Impulse calculation for an object falling from some height
Answers
ball of mass 0.2kg is dropped from a height of 2.5m above horizontal ground.
After hitting the ground it rises to a height of 1.8m above the ground.
Find the magnitude of the impulse received by the ball from the ground
The answer in the book I'm using says 2.59Ns. I first calculated the speed at which the ball hits the ground using v^2= u^2 +2as, which is 7m/s. The momentum when hitting the ground is therefore -1.4kgm/s.
The final speed is the bit which stumps me. If the answer really is 2.59Ns, then the speed has to be 5.9m/s. I successfully managed to compute this, when I solve the problem in terms of mgh and 1/2mv^2, however, I haven't actually covered that yet in the Mechanics course I'm doing, so I feel I shouldn't do it that way.

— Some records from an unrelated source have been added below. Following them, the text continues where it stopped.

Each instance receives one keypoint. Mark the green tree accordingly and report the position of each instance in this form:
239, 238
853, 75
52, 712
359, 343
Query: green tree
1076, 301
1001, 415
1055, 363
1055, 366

However, doing it using SUVAT, and assuming acceleration to be -9.8 and u as 7m/s, my final speed works out to be 3.7m/s, so clearly my impulse cannot be 2.59Ns. I then thought I should work out final speed using u as 0, which would make the total distance travelled 2.5-1.8=0.7m, and acceleration being 9.8, but I end up with the same answer. The only way I can see to get 5.9 as the speed, is to take u as 49 AND s as 0.7, although this isn't correct at all, as if we get the net distance, we can't then use any speed that wasn't the definitive initial speed.
So how do I calculate the final speed of this ball, to then calculate impulse, without having to go into GPE and Kinetic energy?